Luke Kenneth Casson Leighton wrote:
http://symas.com/mdb/inmem/scaling.html
i just looked at this and i have a sneaking suspicion that you may be running into the same problem that i encountered when accidentally opening 10 LMDBs 20 times by forking 30 processes *after* opening the 10 LMDBs... (and also forgetting to close them in the parent).
what i found was that when i reduced the number of LMDBs to 3 or below, the loadavg on the multi-core system was absolutely fine [ok, it was around 3 to 4 but that's ok]

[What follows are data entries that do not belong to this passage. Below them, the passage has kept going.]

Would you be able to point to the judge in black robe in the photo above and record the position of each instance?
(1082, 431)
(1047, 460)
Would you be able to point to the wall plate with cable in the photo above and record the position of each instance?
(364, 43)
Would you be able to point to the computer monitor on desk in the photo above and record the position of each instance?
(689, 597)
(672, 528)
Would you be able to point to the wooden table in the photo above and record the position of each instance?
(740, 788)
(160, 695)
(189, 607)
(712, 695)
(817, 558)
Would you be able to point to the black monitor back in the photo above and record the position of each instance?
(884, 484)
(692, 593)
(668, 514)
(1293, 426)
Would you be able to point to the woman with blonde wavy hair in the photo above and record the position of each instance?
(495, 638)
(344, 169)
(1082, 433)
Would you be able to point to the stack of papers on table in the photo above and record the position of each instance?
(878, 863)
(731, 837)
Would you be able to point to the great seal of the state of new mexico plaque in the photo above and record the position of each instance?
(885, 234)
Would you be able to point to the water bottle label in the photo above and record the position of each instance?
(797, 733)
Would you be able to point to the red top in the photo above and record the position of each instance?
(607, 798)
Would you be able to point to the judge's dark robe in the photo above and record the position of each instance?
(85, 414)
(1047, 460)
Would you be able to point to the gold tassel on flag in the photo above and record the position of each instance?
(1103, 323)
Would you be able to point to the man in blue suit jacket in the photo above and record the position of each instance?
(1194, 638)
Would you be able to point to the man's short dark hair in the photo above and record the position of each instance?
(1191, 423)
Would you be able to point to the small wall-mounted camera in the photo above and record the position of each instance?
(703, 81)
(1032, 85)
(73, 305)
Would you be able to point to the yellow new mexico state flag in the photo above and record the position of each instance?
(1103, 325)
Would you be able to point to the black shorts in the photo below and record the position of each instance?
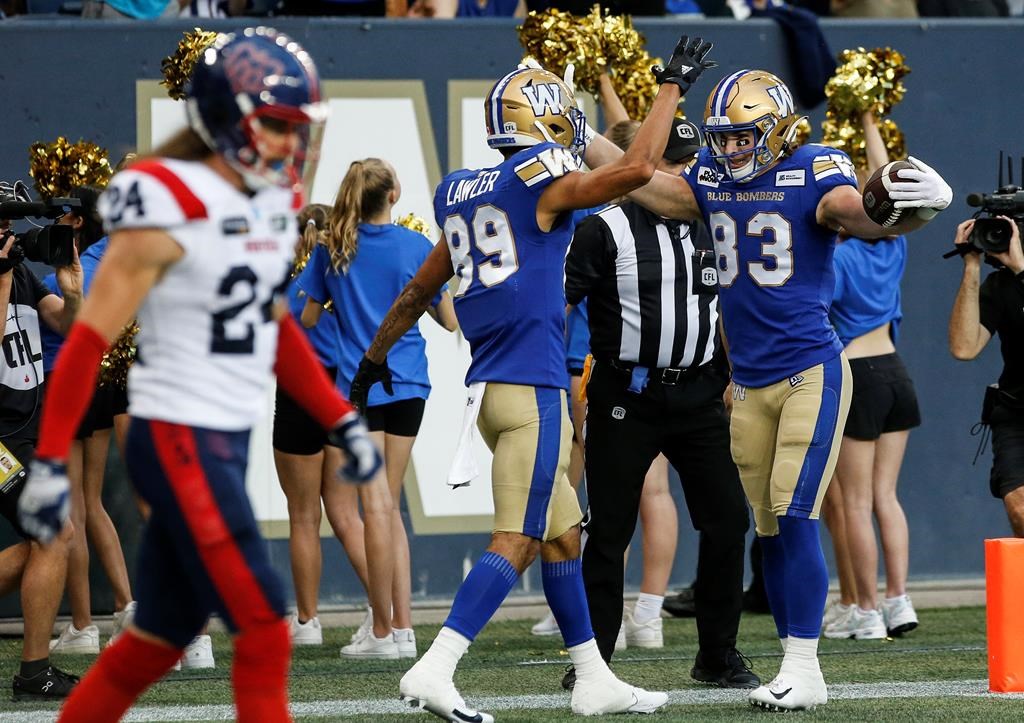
(884, 399)
(25, 451)
(108, 402)
(399, 418)
(295, 432)
(1008, 452)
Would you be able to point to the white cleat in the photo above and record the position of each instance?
(792, 691)
(547, 626)
(199, 653)
(437, 695)
(308, 633)
(598, 697)
(78, 642)
(372, 647)
(857, 624)
(643, 634)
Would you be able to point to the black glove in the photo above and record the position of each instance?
(367, 375)
(687, 62)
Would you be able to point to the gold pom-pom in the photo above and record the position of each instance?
(866, 80)
(848, 136)
(177, 68)
(118, 359)
(60, 166)
(555, 39)
(416, 223)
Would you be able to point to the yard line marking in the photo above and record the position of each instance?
(699, 696)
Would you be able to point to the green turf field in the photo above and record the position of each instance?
(936, 673)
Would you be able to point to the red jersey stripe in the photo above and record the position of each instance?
(189, 203)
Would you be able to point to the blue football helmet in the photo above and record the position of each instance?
(247, 87)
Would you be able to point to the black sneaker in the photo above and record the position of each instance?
(568, 680)
(735, 674)
(49, 684)
(681, 604)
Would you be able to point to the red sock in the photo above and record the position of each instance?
(262, 654)
(120, 675)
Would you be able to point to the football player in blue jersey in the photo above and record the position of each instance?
(506, 230)
(773, 210)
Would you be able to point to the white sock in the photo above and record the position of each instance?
(648, 607)
(587, 661)
(801, 653)
(445, 651)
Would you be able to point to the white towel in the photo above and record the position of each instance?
(464, 468)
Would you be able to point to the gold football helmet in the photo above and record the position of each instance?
(757, 101)
(530, 105)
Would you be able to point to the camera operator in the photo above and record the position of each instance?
(981, 309)
(25, 304)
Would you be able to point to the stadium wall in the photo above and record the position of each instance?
(97, 81)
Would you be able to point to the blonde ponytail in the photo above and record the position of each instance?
(364, 194)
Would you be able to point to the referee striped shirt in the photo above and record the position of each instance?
(651, 286)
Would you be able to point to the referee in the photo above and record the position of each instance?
(656, 386)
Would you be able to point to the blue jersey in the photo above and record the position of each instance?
(387, 258)
(866, 295)
(324, 336)
(511, 298)
(90, 261)
(774, 261)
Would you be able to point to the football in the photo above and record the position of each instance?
(878, 205)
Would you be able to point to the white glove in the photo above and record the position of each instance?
(45, 502)
(924, 189)
(361, 458)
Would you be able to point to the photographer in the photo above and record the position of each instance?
(996, 306)
(25, 303)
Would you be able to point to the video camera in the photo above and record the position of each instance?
(991, 235)
(52, 244)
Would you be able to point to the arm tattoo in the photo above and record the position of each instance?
(410, 305)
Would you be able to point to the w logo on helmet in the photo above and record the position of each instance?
(544, 97)
(247, 68)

adding one more LMDB (remember that's 31 extra file handles opened to a shm-mmap'd file) increased the loadavg to 6 or 7. by the time that was up to 10 the loadavg had completely unreasonably jumped to over 30. i could log in over ssh - that was not a problem. editing a file was ok (opening it) but trying to create new files resulted in applications (such as vim) was blocked so badly that i often could not even press ctrl-z in order to background the task, and had to kill the entire ssh session.

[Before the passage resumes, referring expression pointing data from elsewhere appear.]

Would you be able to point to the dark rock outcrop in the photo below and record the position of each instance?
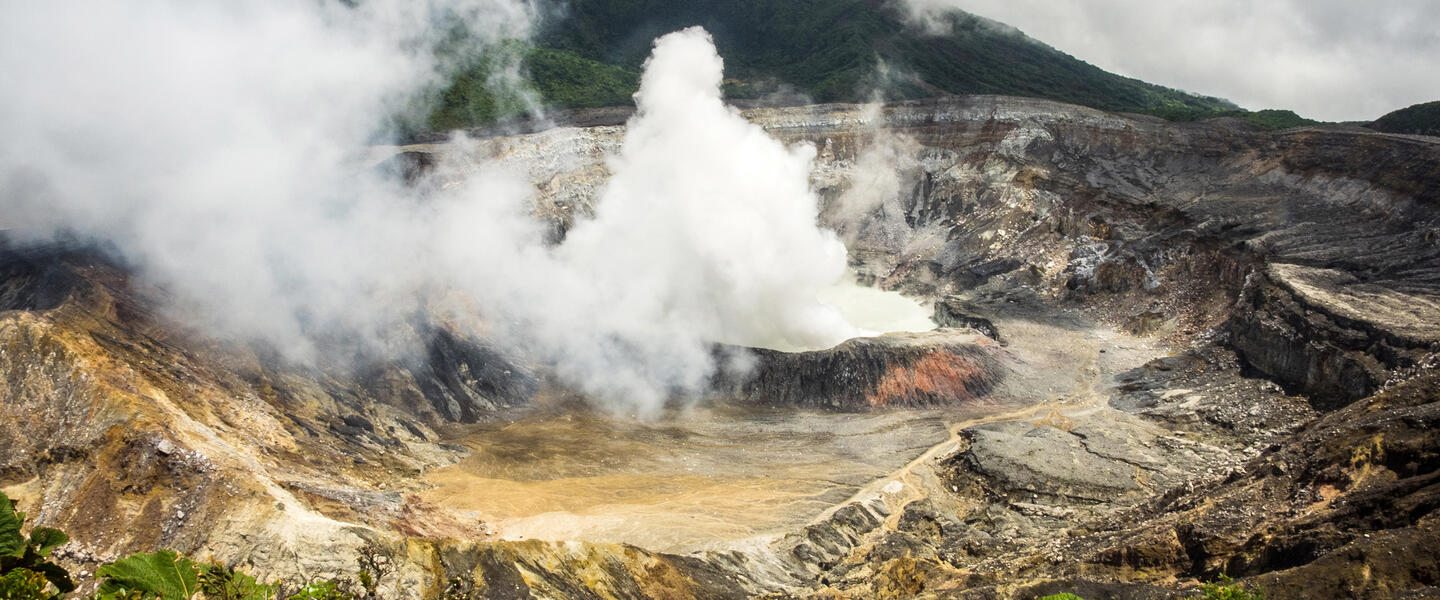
(897, 370)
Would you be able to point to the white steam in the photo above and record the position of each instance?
(219, 148)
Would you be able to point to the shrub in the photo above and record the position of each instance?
(26, 571)
(1227, 589)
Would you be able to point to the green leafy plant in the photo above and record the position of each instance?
(223, 583)
(1226, 589)
(26, 570)
(321, 590)
(163, 574)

in each test run the amount of work being done was actually relatively small.
basically i suspect a severe bug in the linux kernel which these extreme circumstances (32 or 16 processes accessing the same mmap'd file for example) have never been encountered, so the bug is simply... unknown.

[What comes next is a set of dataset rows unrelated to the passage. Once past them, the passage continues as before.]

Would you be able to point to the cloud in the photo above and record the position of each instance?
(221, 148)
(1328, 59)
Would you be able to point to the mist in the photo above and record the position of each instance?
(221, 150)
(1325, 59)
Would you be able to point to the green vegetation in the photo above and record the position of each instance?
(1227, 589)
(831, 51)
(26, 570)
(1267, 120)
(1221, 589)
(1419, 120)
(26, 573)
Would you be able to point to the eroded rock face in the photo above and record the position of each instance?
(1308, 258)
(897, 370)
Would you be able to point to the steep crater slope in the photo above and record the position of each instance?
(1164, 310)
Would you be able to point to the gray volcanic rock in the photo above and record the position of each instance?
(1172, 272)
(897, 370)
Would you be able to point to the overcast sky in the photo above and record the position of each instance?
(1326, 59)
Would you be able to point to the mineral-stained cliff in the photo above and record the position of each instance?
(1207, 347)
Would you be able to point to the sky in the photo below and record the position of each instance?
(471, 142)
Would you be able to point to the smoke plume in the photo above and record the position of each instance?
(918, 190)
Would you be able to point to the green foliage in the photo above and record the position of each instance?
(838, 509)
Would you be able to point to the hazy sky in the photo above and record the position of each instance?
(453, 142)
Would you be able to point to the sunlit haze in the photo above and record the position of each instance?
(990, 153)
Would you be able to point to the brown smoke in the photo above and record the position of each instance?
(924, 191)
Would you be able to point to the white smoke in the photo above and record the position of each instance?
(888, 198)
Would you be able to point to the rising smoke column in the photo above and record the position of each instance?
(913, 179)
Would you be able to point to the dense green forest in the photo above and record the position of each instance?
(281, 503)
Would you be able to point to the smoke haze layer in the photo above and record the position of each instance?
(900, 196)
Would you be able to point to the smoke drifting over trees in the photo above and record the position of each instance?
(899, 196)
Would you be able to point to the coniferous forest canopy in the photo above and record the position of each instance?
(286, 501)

I've occasionally seen the system lockup as well; I'm pretty sure it's due to dirty page writeback. There are plenty of other references on the web about Linux dealing poorly with heavy writeback I/O.
can i make the suggestion that, whilst i am aware that it is generally not recommended for production environments to run more processes than there are cores, you try running 128, 256 and even 512 processes all hitting that 64-core system, and monitor its I/O usage (iostats) and loadavg whilst doing so?
Sure, I can conduct that test and collect system stats using atop. Will let ya know. By the way, we're using threads here, not processes. But the overall loading behavior should be the same either way.
the hypothesis to test is that the performance, which should scale reasonably linearly downwards as a ratio of the number of processes to the number of cores, instead drops like a lead balloon.
l.
On Mon, Oct 20, 2014 at 5:51 AM, Howard Chu hyc@symas.com wrote:
basically i suspect a severe bug in the linux kernel which these extreme circumstances (32 or 16 processes accessing the same mmap'd file for example) have never been encountered, so the bug is simply... unknown.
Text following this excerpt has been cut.